В огороде, задрав к небу сухую старушечью задницу, обтянутую линялым, сильно вытертым платьем, возится хозяйка дома, перемещаясь на полусогнутых ревматичных ногах, обутых в старые калоши.
– Доброе утро, баб Нюр! – проскакивая мимо, громко здороваюсь с ней.
– Да чтоб тебя! – взрывается та вместо ответного приветствия, – Оглашенный! Кто ж так к людя́м с заду подкрадывается! Как же тебя родители, ирода, воспитывают…
Сморщенное черносливное лицо, с торчащими кое-где волосатыми родинками и бородавками, полно праведного гнева. Впрочем, она всегда такая… и нет, собственно, никакой разницы – как именно я буду здороваться, и буду ли вообще. Смолоду склочный характер, наложенный на возраст, это, знаете ли, не мёд…
Делаю покаянный вид, киваю… и разумеется, не пытаюсь остановиться, чтобы бабка выплеснула на меня словесные помои с полным для себя удовольствием и комфортом. Опять-таки – никакой разницы. Проверено, да и соседи поделились…
Собственно, это одна из причин, почему мы вообще смогли снять жильё в такой близости от Москвы. Желающих жить с такой склочницей мало, да и те, как правило, быстро съезжают, зарекаясь когда-нибудь ещё… И вот что-то подсказывает мне, что скоро съедем и мы, причём – в любом случае!
Чищу зубы под рукомойником, краем уха выслушивая плохо связанные фразы, полные яда и неудавшейся жизни.
– … воды сколько на себя тратят! Ишь…
… и плевать ей, что воду эту я сам вчера и натаскал, и что стекает она в ведро, которое потом буду выплёскивать либо я сам, либо, что менее вероятно, кто-нибудь из моих родителей.
Потом, растеревшись полотенцем и оставив его на рукомойнике, посещаю кабинет задумчивости, старясь дышать через раз, чтобы не проглотить одну из жирных зелёных мух. Но хотя бы чисто… насколько это вообще возможно для подобного заведения.
… уж по сравнению с общественным – так уж точно!
– Да что ж это такое! – взрывается бабка праведным гневом, видя, как я после туалета мою руки, – Ишь…
Вслед мне несётся поток разнообразной брани, пожеланий и проклятий.
– Калоша старая… – говорю в сердцах, заходя во времянку и борясь с желанием хлопнуть дверью, – Как ни сделай, а всё ей не так!
– Не надо так говорить, – хмурится мать, – Старый человек…
Подавив желание закатить глаза, слушаю нотацию, но впрочем, мама не перебарщивает с нравоучениями, и, сказав обязательное о «старом человеке» и о том, что надо быть более терпимым к людям, заканчивает тем, что с жильём вообще плохо, а нам, да тем более почти в Москве, совсем сложно!
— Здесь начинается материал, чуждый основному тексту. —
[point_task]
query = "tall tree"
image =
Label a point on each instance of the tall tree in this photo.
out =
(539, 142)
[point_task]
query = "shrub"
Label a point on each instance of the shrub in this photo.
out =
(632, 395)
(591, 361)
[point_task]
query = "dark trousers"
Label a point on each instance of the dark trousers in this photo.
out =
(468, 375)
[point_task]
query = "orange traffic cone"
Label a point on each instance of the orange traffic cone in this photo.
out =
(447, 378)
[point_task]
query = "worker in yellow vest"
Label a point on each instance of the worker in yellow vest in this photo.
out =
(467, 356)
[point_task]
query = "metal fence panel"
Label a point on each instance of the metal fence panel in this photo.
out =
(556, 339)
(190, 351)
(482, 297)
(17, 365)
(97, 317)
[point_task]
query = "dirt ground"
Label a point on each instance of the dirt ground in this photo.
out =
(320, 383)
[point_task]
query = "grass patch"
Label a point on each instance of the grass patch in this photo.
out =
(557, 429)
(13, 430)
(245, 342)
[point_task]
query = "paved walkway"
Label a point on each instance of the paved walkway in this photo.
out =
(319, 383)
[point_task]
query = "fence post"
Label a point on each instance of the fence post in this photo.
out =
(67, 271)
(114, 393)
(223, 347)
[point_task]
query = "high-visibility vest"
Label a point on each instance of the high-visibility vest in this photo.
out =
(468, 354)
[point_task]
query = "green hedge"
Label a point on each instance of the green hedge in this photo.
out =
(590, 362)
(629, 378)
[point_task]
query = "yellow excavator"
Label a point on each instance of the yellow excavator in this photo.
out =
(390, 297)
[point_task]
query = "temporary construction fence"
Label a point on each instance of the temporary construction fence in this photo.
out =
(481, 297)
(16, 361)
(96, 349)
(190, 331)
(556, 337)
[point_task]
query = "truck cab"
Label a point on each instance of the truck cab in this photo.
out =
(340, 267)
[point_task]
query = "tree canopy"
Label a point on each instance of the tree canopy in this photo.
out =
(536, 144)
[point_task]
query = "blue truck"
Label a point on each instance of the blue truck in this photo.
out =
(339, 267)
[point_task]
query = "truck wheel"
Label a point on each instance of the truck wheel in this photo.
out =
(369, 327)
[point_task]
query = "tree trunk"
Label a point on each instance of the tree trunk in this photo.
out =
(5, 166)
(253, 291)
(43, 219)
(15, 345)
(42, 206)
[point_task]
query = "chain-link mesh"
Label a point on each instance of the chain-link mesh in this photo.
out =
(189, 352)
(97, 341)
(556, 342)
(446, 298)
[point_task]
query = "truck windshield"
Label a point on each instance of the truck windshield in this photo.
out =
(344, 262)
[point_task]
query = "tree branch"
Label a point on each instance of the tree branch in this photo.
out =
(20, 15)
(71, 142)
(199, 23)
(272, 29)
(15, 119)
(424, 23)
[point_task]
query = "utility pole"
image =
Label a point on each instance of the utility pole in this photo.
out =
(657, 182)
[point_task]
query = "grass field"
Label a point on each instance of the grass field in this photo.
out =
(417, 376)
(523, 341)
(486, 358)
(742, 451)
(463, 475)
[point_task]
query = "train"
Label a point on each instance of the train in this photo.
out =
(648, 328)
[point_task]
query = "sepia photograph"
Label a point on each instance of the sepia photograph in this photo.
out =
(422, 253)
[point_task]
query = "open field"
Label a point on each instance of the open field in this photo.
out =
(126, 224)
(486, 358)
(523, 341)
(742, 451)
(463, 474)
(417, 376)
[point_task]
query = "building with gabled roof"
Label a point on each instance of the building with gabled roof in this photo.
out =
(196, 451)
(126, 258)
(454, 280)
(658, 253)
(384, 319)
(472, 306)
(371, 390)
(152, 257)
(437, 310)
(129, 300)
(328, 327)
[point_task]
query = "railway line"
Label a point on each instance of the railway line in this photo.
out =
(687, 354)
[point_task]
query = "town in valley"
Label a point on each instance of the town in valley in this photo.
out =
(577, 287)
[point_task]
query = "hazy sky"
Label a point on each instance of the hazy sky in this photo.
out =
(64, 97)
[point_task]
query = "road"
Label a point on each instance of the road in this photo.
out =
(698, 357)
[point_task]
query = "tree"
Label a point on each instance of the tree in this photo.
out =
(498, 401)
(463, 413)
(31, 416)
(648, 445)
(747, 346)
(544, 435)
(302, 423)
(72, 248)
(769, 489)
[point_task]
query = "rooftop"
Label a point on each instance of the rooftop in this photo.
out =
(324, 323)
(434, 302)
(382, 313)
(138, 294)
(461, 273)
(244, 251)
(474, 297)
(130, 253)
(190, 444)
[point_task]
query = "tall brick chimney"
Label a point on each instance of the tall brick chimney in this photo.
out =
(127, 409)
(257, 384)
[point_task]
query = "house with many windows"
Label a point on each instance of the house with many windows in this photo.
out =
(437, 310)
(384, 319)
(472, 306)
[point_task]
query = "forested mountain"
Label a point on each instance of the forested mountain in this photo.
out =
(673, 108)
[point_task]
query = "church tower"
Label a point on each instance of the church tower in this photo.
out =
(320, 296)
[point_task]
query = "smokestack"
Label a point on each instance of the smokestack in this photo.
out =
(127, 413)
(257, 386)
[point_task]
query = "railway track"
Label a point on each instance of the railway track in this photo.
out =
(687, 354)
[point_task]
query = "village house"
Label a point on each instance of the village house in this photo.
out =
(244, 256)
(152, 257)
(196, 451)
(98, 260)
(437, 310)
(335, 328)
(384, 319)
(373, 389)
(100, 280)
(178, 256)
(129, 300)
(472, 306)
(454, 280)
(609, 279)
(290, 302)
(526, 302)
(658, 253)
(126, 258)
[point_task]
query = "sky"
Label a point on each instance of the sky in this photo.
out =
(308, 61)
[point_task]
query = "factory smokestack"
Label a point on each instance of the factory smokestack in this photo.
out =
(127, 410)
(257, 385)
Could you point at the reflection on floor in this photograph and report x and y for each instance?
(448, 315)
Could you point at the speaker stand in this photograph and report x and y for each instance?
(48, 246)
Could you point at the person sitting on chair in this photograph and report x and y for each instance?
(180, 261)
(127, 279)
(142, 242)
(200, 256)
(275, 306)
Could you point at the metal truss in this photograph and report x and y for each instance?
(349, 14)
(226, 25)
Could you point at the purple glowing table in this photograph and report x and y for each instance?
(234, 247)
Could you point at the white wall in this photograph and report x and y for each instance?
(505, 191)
Вздыхаю покаянно, и на этом всё заканчивается.
– Минут десять ещё, – говорит мама, услышав бурчание в моём животе, – Чуть-чуть потерпи, ладно?
– Угум… – удалюсь к себе в комнатушку, и, раз уж есть время, делаю разминку, что в такой тесноте совсем непросто.
К завтраку подошёл отец, успевший ещё затемно сбегать на станцию, чтобы встретиться там со старым товарищем. Судя по озабоченному виду и горизонтальной морщине над переносицей, всё не так-то просто…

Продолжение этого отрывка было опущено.